As I say each week, I'm very grateful for the WiR. Thanks, Janet. The Silly Season seems to have hit me hard this year and I've missed some posts this week (which I hate).

So many pearls of wisdom in today's post I've bookmarked it (I need a bookmark folder just for SHARK posts).

John Frain said...

Mental note: If I get lucky enough to buy Colin a drink, hide the Sharpies first! Thanks for the warning.

LynnRodz said...

Thanks a lot, E.M., like I don't feel guilty enough as it is — 46,726 words, indeed!

Dena, I'm guessing it's #1 or #3 as the reason you're still not on/in/at Carkoon. When/if I get back and find out someone is squatting my cave, now I know who/whom to call to get rid of those unsavory characters.

I think I'll go join Jeff at the bar...on second thought, I better go to bed.

Julie.M.Weathers said...

I tried to delete my comment and couldn't apologies.

I'm appropriately bowled over by A Tree Grows in Brooklyn experience. How remarkable would that be?

Adib Khorram said...

Interestingly, Scott Westerfeld's AFTERLIFE is about a girl who does NaNoWriMo, sends her MS off straight away, then lands an agent and a six-figure deal for it.

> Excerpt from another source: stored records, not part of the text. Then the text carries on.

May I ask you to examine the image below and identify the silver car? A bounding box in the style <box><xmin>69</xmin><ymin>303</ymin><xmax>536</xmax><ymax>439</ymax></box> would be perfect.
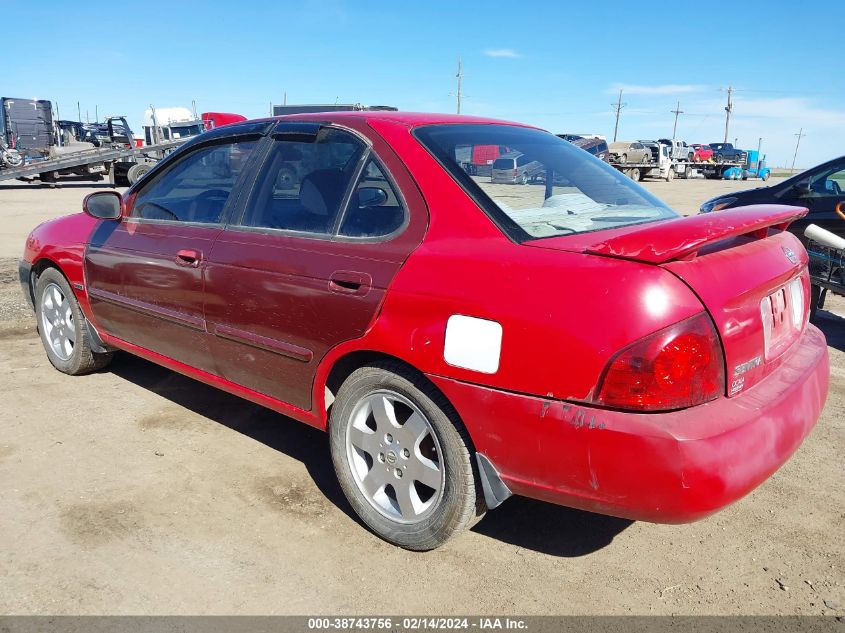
<box><xmin>608</xmin><ymin>141</ymin><xmax>652</xmax><ymax>163</ymax></box>
<box><xmin>490</xmin><ymin>152</ymin><xmax>543</xmax><ymax>185</ymax></box>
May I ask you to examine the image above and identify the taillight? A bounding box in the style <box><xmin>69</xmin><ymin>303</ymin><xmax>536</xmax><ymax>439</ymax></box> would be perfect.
<box><xmin>595</xmin><ymin>312</ymin><xmax>725</xmax><ymax>411</ymax></box>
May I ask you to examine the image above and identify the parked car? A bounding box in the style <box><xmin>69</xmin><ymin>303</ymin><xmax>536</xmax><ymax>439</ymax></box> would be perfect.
<box><xmin>690</xmin><ymin>143</ymin><xmax>713</xmax><ymax>163</ymax></box>
<box><xmin>608</xmin><ymin>141</ymin><xmax>652</xmax><ymax>163</ymax></box>
<box><xmin>557</xmin><ymin>134</ymin><xmax>610</xmax><ymax>162</ymax></box>
<box><xmin>710</xmin><ymin>143</ymin><xmax>746</xmax><ymax>163</ymax></box>
<box><xmin>20</xmin><ymin>112</ymin><xmax>829</xmax><ymax>550</ymax></box>
<box><xmin>490</xmin><ymin>152</ymin><xmax>543</xmax><ymax>185</ymax></box>
<box><xmin>700</xmin><ymin>156</ymin><xmax>845</xmax><ymax>241</ymax></box>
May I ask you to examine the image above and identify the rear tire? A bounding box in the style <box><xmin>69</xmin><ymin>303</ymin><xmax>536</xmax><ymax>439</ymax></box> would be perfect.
<box><xmin>329</xmin><ymin>361</ymin><xmax>484</xmax><ymax>551</ymax></box>
<box><xmin>34</xmin><ymin>268</ymin><xmax>113</xmax><ymax>376</ymax></box>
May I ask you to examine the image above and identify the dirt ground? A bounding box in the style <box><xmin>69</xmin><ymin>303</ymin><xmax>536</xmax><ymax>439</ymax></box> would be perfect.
<box><xmin>0</xmin><ymin>175</ymin><xmax>845</xmax><ymax>616</ymax></box>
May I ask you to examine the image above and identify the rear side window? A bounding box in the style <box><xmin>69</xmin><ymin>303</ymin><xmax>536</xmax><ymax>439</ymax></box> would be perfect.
<box><xmin>340</xmin><ymin>159</ymin><xmax>405</xmax><ymax>237</ymax></box>
<box><xmin>132</xmin><ymin>140</ymin><xmax>256</xmax><ymax>224</ymax></box>
<box><xmin>241</xmin><ymin>128</ymin><xmax>365</xmax><ymax>234</ymax></box>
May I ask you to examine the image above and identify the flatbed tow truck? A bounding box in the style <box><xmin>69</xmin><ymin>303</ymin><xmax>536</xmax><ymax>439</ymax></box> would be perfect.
<box><xmin>0</xmin><ymin>117</ymin><xmax>187</xmax><ymax>186</ymax></box>
<box><xmin>610</xmin><ymin>152</ymin><xmax>744</xmax><ymax>182</ymax></box>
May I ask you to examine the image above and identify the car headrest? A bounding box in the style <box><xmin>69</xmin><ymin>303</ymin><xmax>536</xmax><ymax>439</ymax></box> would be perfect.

I don't think that's the source of the misconception, but rather a symptom. I wonder where it originated?

Kae Ridwyn said...

Thank you for another incredible WIR, Janet! (Although Susan's right, it was me with the camel farm across the road, and thanks for the invitation Dena, but my Mr6 has always drunk milk. Cow's, though, not camel's.) And that "Shark Delay Team" post was priceless!

@ColinSmith - you and Sharpies may just be an unwise combination, I'm thinking

and @E.M. Goldsmith, 46,726 is overwhelming, monumentally phenomenal!!! Go YOU!!! :D :D :D

Kae Ridwyn said...

(Whoops - that should have been 'overwhelmingly' - I guess I don't use those 'ly' words enough, huh?)

Jessica Snell said...

About the cheat sheets: I have my own that I've tailored over the years, but IIRC the key phrase for Google that got me what I need to get it started was "weasel words" (in combination with "writing" or "editing" or "revision").

I'm sorry I can't point to a specific site; I started working on my cheat sheet so long ago that I'm not sure which parts are mine and which parts I stole.

Tamlyn said...

I am far too happy about getting a mention in the WIR. I am also now lost in Youtube and Google Translate songs (this is a good thing).

@CynthiaMc - the different meaning of fanny across continents had me very confused for a while there -_-

Lisa Bodenheim said...

A belated yay for the WiR. Interesting that my computer woes yesterday didn't start until I clicked on the Youtube link for Frozen. And my computer froze in the middle of that beautiful singing.